West Midlands Mayor Andy Street urged MPs to back Theresa May’s proposed Brexit withdrawal agreement – and warned that West Midlands employers will “definitely” suffer if we quit the EU without a deal.
He used a national television interview to issue a plea to MPs, who will vote on the Prime Minister’s proposed deal on Tuesday, January 15.
Mr Street said: “Let us hope that that vote is passed.

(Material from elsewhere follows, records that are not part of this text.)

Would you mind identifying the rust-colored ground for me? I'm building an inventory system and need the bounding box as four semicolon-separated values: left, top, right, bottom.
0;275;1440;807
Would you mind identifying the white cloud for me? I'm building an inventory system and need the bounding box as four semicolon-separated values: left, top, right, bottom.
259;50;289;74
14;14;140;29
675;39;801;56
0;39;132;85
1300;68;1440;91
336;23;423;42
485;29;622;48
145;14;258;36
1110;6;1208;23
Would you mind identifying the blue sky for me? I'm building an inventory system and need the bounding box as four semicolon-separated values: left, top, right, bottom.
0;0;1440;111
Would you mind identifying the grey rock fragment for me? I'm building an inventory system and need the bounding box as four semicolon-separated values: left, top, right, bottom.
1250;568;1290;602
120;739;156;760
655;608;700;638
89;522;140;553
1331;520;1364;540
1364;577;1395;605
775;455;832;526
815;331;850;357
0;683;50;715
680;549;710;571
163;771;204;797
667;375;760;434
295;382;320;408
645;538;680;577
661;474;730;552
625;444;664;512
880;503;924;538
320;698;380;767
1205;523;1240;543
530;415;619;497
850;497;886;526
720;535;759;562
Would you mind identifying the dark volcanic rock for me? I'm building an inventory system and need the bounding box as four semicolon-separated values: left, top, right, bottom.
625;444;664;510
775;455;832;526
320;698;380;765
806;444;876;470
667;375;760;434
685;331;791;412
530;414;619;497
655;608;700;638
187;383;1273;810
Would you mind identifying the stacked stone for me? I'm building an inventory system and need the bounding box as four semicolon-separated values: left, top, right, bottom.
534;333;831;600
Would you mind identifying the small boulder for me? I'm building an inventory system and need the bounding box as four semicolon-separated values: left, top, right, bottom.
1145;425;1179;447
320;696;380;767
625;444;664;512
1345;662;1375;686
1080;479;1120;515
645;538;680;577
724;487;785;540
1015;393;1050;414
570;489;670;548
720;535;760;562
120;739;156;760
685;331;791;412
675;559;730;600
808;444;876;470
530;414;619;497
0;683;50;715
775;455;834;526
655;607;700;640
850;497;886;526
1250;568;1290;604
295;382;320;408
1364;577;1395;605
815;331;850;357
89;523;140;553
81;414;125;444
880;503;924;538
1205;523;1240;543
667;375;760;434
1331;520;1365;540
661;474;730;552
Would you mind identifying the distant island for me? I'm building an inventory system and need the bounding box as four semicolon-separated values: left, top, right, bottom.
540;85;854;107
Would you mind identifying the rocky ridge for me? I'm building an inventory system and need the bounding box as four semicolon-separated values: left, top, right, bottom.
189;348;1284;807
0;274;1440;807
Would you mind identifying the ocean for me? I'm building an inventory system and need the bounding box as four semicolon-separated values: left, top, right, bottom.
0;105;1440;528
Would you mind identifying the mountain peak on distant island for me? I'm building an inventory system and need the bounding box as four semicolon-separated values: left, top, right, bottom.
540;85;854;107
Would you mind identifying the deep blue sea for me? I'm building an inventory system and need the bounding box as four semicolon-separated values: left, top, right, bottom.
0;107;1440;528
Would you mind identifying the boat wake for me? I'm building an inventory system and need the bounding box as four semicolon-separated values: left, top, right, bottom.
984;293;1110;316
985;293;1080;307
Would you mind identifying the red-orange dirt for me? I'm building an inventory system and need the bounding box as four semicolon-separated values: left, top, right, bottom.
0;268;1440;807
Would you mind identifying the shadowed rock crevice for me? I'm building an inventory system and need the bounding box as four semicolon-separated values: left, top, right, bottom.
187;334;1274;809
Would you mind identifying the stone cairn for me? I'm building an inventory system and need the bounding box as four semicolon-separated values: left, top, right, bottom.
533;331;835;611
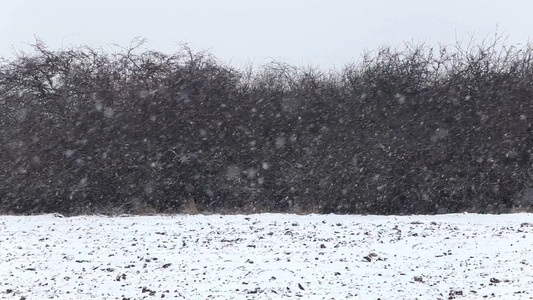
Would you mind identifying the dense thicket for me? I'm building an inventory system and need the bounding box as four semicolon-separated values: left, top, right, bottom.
0;38;533;214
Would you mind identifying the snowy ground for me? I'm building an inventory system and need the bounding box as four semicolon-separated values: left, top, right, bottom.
0;214;533;300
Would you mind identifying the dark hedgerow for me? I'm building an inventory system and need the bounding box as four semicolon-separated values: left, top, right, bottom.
0;41;533;214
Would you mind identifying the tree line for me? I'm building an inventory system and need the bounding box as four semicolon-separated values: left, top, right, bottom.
0;40;533;215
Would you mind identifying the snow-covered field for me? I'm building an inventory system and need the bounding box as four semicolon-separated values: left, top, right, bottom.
0;214;533;300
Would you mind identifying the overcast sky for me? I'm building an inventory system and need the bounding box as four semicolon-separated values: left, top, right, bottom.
0;0;533;67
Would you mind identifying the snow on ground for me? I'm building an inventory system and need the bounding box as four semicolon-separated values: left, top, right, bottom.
0;214;533;300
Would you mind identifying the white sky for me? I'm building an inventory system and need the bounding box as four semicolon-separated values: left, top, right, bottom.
0;0;533;67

That is my fervent hope.”
Speaking to Sky News, Mr Street said the West Midlands economy would suffer from a no-deal Brexit.
He said: “This region of course is the manufacturing heartland of the UK.

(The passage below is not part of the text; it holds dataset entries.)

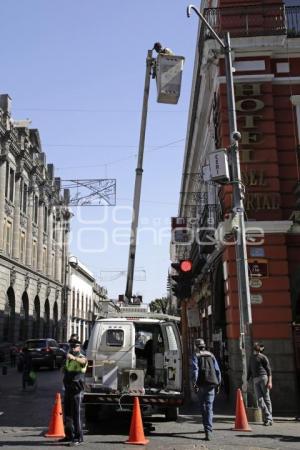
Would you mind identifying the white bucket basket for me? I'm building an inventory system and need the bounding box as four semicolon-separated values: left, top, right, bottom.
156;55;184;104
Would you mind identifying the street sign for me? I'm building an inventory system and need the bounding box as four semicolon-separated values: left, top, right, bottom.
209;149;230;182
187;307;200;328
250;247;265;258
249;278;262;289
248;258;269;278
250;294;263;305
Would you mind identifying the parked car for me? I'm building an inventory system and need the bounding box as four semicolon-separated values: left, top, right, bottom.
18;339;66;370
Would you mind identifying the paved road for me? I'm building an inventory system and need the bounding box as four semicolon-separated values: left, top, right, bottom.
0;369;300;450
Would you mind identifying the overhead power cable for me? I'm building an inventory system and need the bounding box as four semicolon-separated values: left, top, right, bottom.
57;138;185;170
14;108;186;114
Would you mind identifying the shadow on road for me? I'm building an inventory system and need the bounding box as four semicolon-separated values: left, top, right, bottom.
237;434;300;442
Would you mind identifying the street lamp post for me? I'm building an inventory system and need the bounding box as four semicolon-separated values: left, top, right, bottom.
187;5;252;396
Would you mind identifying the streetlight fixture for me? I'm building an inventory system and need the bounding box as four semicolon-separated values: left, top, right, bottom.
125;46;184;303
187;5;252;396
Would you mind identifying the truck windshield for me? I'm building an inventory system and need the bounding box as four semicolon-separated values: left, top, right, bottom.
106;330;124;347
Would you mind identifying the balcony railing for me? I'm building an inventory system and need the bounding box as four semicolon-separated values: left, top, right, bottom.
204;4;300;39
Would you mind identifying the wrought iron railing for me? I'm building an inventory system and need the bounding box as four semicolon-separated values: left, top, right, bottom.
285;5;300;37
204;4;300;38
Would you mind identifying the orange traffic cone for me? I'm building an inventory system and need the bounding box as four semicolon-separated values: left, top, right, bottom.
233;389;252;431
125;397;149;445
45;393;65;438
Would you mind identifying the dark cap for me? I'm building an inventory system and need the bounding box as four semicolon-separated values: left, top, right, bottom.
253;342;263;352
69;339;81;346
195;338;206;348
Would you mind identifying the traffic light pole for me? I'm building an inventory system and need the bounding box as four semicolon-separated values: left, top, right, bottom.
125;50;154;302
187;5;252;394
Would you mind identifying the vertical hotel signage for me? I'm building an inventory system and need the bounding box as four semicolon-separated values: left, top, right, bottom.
235;83;280;211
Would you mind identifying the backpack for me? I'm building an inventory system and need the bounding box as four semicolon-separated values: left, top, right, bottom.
196;354;219;387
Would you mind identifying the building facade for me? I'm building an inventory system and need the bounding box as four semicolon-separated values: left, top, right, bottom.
171;0;300;412
67;256;107;342
0;95;70;349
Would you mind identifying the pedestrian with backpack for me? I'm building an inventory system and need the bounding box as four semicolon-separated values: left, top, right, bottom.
192;339;221;441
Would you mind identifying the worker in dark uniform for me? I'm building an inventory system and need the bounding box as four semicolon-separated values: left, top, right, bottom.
60;340;87;446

“Big companies like JLR, like Rolls Royce, like all the aerospace companies, JCB, and of course it’s been the great export success of the UK as well.
“And what I wanted to make really clear is just what’s at stake.
“If we do not have a transition arrangement, if we don’t have an ability for those companies to be able to continue to trade as they have done, and indeed have been very very successful in recent years, it will definitely damage the economy here.
“That’s what’s at stake and that’s really the issue, and that should be at the forefront of MPs’ minds next Tuesday.”
He said uncertainty about Brexit was already making firms less willing to invest and create jobs in the West Midlands.
“Companies are just withholding their investment decisions. Things that would have happened had there been certainty have not happened yet.”
If the House of Commons rejected Theresa May’s deal then MPs from different parties should work together to come up with a new plan which would avoid a no-deal Brexit, he said.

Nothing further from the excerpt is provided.